They'll talk about brains living in jars. They'll talk about an evil demon creating an elaborate deception all up in your mind. But these are just thought experiments. Down here in the real world, all this stuff doesn't actually exist. So when Descartes makes the claim on the back of the evil demon and says, "I think, therefore I am," Ortega's not all that mad at the reasoning going on there. He just thinks Descartes didn't take it far enough.
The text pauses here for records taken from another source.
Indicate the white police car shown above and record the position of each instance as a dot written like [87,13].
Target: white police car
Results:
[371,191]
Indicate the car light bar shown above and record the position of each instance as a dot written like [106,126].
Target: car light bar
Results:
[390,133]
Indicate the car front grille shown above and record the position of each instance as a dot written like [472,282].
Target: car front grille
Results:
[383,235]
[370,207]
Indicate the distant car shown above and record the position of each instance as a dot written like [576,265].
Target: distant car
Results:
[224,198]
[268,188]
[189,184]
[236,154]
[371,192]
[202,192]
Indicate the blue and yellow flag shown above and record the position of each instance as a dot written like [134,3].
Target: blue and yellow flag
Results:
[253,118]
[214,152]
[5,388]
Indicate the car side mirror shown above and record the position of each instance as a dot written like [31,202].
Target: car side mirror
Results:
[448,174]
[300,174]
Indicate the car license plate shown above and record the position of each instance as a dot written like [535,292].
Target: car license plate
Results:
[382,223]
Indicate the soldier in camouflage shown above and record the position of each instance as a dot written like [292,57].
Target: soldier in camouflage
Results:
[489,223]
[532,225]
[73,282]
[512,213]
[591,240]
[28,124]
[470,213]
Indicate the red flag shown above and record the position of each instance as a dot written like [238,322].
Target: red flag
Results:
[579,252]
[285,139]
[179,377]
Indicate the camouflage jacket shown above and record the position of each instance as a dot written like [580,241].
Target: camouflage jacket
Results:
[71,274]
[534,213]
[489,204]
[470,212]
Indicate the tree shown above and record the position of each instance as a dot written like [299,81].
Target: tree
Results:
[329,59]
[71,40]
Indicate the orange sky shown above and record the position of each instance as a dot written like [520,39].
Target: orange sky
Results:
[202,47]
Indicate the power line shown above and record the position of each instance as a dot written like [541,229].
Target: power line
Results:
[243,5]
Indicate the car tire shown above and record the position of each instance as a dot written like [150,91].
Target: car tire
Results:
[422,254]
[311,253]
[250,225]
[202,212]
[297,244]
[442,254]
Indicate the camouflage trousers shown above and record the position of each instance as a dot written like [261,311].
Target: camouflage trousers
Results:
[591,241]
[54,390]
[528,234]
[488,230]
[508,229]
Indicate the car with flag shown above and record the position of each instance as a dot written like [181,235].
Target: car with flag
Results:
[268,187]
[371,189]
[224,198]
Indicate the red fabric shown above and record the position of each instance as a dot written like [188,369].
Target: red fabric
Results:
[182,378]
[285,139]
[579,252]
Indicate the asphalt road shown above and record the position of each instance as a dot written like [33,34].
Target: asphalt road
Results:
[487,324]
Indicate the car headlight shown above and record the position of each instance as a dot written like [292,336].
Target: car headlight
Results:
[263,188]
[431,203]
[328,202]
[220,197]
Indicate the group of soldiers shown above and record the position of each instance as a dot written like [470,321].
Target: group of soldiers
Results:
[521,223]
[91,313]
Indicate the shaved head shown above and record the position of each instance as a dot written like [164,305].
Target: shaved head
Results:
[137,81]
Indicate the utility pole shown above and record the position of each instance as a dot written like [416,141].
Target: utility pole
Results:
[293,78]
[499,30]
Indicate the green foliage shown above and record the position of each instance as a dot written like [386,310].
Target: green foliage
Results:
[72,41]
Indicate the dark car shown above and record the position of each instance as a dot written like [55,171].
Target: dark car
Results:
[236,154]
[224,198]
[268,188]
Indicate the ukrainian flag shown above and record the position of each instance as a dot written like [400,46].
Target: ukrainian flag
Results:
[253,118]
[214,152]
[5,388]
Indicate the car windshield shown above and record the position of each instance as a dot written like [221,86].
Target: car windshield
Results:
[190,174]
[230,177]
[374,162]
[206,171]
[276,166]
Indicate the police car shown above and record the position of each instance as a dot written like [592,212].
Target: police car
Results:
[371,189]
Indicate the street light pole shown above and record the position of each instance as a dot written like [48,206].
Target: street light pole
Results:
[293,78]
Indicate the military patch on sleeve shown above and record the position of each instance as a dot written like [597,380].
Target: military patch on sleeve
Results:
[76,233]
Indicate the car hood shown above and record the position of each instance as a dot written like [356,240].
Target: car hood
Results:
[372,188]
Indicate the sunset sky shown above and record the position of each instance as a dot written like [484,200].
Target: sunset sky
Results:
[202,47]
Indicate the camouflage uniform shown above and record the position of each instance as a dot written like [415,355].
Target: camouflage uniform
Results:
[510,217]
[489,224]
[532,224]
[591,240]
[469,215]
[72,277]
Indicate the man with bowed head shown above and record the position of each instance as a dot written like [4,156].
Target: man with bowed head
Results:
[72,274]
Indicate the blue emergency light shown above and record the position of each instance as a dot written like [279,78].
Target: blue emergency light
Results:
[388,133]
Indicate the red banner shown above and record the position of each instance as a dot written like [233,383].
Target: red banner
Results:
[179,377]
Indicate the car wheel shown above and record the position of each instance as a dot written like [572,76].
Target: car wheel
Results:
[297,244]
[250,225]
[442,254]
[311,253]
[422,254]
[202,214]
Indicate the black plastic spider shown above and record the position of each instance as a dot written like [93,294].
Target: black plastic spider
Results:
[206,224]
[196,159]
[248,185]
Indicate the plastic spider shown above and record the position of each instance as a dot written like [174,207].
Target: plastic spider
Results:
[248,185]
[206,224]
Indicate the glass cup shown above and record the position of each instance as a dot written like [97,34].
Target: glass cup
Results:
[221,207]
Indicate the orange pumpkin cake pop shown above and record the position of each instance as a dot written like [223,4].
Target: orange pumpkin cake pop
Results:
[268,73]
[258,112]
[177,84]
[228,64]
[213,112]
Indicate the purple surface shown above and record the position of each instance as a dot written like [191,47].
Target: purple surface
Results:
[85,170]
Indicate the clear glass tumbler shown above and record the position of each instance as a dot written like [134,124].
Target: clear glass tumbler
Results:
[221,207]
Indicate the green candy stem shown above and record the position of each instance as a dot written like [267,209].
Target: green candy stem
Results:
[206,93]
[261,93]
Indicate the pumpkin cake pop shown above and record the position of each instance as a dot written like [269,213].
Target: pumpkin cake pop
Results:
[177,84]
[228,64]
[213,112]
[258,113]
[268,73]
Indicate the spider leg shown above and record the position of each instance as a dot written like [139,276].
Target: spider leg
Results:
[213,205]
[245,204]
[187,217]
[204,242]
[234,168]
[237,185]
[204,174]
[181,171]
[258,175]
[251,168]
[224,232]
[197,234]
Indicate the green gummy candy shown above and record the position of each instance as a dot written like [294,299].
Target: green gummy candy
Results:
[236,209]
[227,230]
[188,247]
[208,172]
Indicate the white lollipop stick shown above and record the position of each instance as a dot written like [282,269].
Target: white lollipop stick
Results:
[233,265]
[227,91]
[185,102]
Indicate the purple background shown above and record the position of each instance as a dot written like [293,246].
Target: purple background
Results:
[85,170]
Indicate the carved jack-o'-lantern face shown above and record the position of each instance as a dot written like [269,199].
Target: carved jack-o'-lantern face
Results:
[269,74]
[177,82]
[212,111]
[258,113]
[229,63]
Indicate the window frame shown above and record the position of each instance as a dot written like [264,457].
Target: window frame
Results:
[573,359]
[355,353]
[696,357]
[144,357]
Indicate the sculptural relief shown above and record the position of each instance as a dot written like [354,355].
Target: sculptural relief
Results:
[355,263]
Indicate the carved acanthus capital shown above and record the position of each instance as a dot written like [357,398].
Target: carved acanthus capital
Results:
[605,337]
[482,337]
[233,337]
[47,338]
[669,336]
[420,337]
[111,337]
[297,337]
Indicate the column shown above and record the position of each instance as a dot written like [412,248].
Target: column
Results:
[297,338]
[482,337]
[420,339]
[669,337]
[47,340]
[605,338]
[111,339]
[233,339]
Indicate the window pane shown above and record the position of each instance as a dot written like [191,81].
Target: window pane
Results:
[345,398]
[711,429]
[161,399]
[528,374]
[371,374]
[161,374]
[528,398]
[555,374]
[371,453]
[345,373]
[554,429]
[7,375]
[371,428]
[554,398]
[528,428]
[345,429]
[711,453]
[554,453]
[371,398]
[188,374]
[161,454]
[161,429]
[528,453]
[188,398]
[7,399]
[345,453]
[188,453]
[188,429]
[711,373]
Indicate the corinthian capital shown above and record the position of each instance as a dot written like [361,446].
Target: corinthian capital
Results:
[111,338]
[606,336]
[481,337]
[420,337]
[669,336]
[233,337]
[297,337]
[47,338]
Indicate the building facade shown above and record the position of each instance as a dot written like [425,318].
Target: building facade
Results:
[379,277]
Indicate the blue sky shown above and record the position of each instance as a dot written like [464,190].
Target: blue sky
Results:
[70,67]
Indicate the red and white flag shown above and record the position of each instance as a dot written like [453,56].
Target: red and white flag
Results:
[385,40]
To Ortega, we live, therefore we think. Meaning that to Ortega, when you don't begin from a dualistic metaphysics there, then what the claim by Descartes is actually saying is "I think, therefore I exist in the world." And this changes everything to José Ortega. Now there's a lot of good lines you could pull from Ortega's writing, but by far the most famous line if you're studying his work and trying to understand the way he's looking at human reality is this line right here:
He says, quote, I am I and my circumstance. And if I do not save it, I do not save myself, end quote. So out of context, this line can seem deceptively simple, but there's actually a lot going on here. And I guess the best way to get acquainted with what he means when he writes it is to just take it apart into sections and explain what he means piece by piece. We already partially know what he means when he's talking about the I in this quote. That to exist as a subject is always to exist within the world.
Think back to when this all began. You know, you're about to be born. You're canoeing down the birth canal. You open your eyes. And what's the first thing you realize right before they slap a little pink hat on your head? I'm in the world.
Meaning that you are not navigating the world. You are a part of the world. Think of your experience of your existence as one singly unified entity with brackets around it called human reality in the world. That is your reality that you have access to. And this becomes the new vantage point, the new workstation for rethinking everything we think we know about human life.
Okay, so back to the quote. This is part of the "I" in that quote. But the other part of us, he says, is that we are also our circumstances. What does he mean when he says that? The best way to explain it is to talk about how Ortega sees knowledge. More specifically, the limited parameters that he thinks human life always needs to operate within to be able to acquire knowledge of the world at all. He might start out by saying, "Our existence may always be linked to the world.
But make no mistake, there is never a point in time where we can see all of the world at once. It may seem like a remarkably obvious statement to lead with, but what he's referencing is all these philosophers that have tried to find some theory that gives them absolute knowledge of the universe, they're all kidding themselves at some level. When we're just being realistic, the only thing any of us ever really have access to is an individual human perspective. This makes him a proponent of something that falls under the general heading of perspectivism. Now,
Totally get it. Some people hear the word perspectivism and they slowly start to die from the inside out or at least want to.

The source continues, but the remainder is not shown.